SA land reform amendment advances with key JCRC approval

By AT editor - 15 November 2018 at 10:08 pm
SA land reform amendment advances with key JCRC approval

South Africa is one step closer to implementing controversial land reforms through expropriation, after a key committee announced Thursday that it has adopted a recommendations report on amending the country’s constitution.

The Joint Constitutional Review Committee (JCRC) said the African National Congress, the Economic Freedom Fighters and the National Freedom Party all voted in favor of the report on Section 25 of the constitution. It deals with property rights and the rules for land expropriation, while a proposed amendment would make it possible to take land without compensation in the public interest.

The Democratic Alliance and the Congress of the People voted against the committee report, the parliament said in its statement. There are about two dozen ministers who make up the committee.

“This has truly been a massive project. We have seen people queuing for long periods, just to make sure they have a say on the matter,” said Lewis Nzimande, an ANC member and co-chair of the JCRC. “The committee did not expect the volume of responses from the public it received.

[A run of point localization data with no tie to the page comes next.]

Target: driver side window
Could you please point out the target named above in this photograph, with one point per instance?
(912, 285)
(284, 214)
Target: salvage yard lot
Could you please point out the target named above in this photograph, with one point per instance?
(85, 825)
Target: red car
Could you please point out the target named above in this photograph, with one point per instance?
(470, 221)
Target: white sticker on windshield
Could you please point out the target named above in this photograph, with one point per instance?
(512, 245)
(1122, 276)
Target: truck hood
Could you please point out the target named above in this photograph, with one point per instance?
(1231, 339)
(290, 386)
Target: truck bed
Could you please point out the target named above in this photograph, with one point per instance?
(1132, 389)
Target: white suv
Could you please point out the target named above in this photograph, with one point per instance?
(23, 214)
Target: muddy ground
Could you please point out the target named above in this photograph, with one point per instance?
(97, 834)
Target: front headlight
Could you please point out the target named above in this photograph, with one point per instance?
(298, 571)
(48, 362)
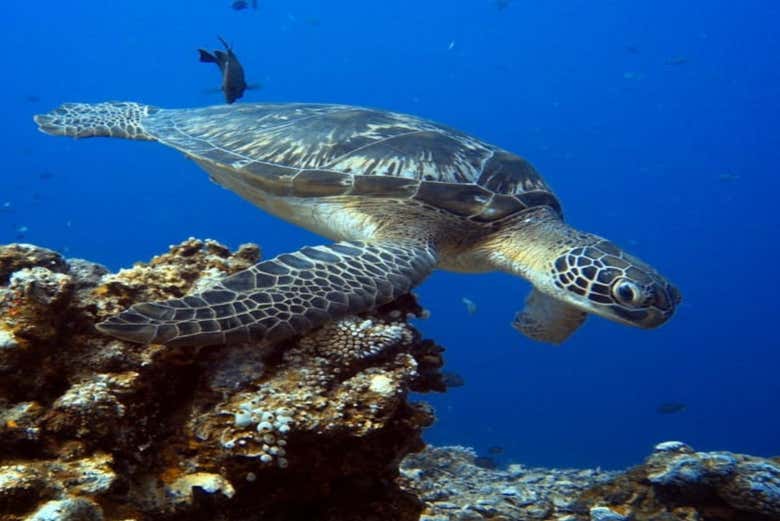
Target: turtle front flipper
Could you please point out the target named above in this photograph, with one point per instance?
(281, 297)
(547, 319)
(121, 119)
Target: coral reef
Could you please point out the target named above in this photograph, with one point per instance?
(674, 484)
(95, 428)
(318, 428)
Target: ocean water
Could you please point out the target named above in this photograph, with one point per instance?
(655, 122)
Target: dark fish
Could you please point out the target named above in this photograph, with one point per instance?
(485, 462)
(233, 83)
(671, 408)
(452, 379)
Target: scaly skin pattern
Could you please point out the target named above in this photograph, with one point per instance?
(403, 195)
(276, 299)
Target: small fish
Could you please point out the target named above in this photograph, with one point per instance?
(233, 82)
(671, 408)
(452, 379)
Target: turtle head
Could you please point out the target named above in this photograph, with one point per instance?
(575, 274)
(600, 278)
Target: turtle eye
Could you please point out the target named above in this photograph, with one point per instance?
(627, 293)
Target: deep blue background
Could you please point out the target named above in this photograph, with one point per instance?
(655, 122)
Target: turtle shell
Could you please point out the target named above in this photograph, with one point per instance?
(307, 150)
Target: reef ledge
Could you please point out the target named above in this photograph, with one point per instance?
(320, 427)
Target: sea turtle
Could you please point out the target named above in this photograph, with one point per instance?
(401, 196)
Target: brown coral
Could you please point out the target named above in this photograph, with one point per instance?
(226, 432)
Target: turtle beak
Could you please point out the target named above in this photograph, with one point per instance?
(661, 307)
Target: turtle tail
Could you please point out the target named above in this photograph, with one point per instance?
(109, 119)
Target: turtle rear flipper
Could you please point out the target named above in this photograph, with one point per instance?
(109, 119)
(281, 297)
(548, 319)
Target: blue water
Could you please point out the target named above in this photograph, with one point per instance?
(655, 122)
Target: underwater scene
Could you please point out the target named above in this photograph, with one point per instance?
(580, 196)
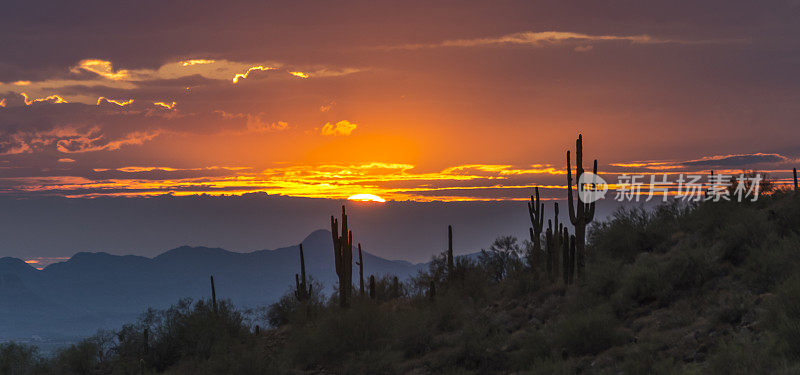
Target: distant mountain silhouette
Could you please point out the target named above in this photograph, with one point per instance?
(96, 290)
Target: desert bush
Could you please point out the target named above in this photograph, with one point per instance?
(289, 310)
(20, 359)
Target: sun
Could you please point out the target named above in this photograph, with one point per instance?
(366, 198)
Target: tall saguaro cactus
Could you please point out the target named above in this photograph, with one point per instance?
(450, 265)
(580, 213)
(557, 228)
(343, 257)
(213, 295)
(360, 264)
(548, 248)
(302, 288)
(536, 212)
(571, 278)
(372, 287)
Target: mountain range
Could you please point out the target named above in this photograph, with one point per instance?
(91, 291)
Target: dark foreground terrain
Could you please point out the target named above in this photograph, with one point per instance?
(698, 289)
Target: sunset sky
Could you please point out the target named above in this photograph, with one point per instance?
(405, 100)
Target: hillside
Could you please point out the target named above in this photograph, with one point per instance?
(99, 290)
(706, 288)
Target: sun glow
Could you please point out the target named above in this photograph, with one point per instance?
(366, 198)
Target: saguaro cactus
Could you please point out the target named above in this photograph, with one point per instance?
(343, 257)
(371, 286)
(548, 248)
(557, 228)
(146, 340)
(213, 295)
(302, 288)
(536, 212)
(571, 278)
(565, 271)
(581, 213)
(360, 264)
(395, 287)
(450, 265)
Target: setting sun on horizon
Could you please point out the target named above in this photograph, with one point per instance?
(366, 198)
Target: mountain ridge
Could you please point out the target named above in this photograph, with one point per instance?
(98, 290)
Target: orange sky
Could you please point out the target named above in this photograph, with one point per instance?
(420, 102)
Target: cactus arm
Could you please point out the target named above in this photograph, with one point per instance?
(590, 214)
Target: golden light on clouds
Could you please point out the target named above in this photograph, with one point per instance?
(169, 106)
(196, 62)
(52, 99)
(244, 75)
(300, 74)
(114, 101)
(343, 127)
(102, 68)
(366, 198)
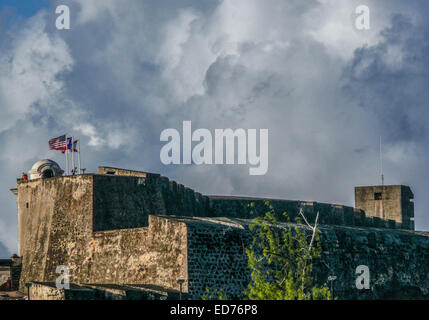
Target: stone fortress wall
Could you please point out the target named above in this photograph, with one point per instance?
(135, 228)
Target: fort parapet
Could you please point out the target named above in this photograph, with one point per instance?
(137, 228)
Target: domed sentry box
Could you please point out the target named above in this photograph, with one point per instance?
(45, 169)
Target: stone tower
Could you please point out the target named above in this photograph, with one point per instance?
(387, 202)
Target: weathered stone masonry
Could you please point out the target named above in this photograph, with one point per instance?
(127, 227)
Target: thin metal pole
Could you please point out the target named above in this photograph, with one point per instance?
(72, 150)
(78, 157)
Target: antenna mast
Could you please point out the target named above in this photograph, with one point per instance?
(381, 165)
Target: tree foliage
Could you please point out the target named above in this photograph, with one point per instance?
(281, 260)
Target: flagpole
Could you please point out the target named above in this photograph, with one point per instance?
(78, 157)
(67, 161)
(72, 150)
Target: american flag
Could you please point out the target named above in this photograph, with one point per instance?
(58, 143)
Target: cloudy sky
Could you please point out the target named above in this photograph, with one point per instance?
(128, 69)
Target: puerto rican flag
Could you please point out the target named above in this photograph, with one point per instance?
(72, 145)
(58, 143)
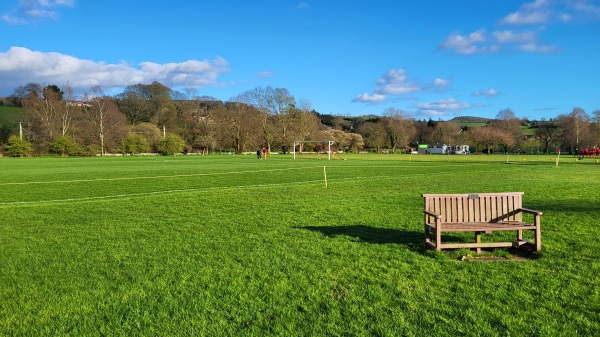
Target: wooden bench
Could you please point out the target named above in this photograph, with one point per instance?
(478, 213)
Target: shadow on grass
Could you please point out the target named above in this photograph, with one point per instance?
(590, 205)
(369, 234)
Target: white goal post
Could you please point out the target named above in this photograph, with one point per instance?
(329, 143)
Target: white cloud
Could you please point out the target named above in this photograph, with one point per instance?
(444, 104)
(479, 42)
(487, 93)
(466, 44)
(440, 84)
(541, 12)
(20, 65)
(264, 74)
(29, 11)
(395, 82)
(444, 107)
(366, 98)
(536, 12)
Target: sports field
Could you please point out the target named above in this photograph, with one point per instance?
(235, 246)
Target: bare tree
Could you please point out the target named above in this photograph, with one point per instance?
(507, 121)
(549, 133)
(104, 119)
(374, 135)
(576, 132)
(446, 133)
(42, 112)
(307, 125)
(399, 126)
(239, 124)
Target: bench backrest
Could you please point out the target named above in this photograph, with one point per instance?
(480, 207)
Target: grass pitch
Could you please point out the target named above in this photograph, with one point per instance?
(231, 245)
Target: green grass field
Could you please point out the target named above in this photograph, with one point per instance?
(233, 246)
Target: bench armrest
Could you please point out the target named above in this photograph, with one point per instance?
(530, 211)
(433, 214)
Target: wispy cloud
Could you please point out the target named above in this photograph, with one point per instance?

However, this is a reminder to all of us of the importance of land to all South Africans.”

MP and fellow co-chair Stan Maila of the ANC said it was clear that land reform must move forward. “There was total agreement that there was a need for urgent and accelerated land reform in order to address the injustices of the past, which were inflicted on the majority of South Africans,” he said. “The hunger for land amongst the dispossessed was clear.”

Black people own less than two percent of rural land and less than seven percent of urban land, according to an audit cited by the National Assembly in February.  The ANC decision in February to accelerate the process has sparked bitter and often racial division, over what some call Zimbabwe-like “land grabs” and others see as restoration of rights.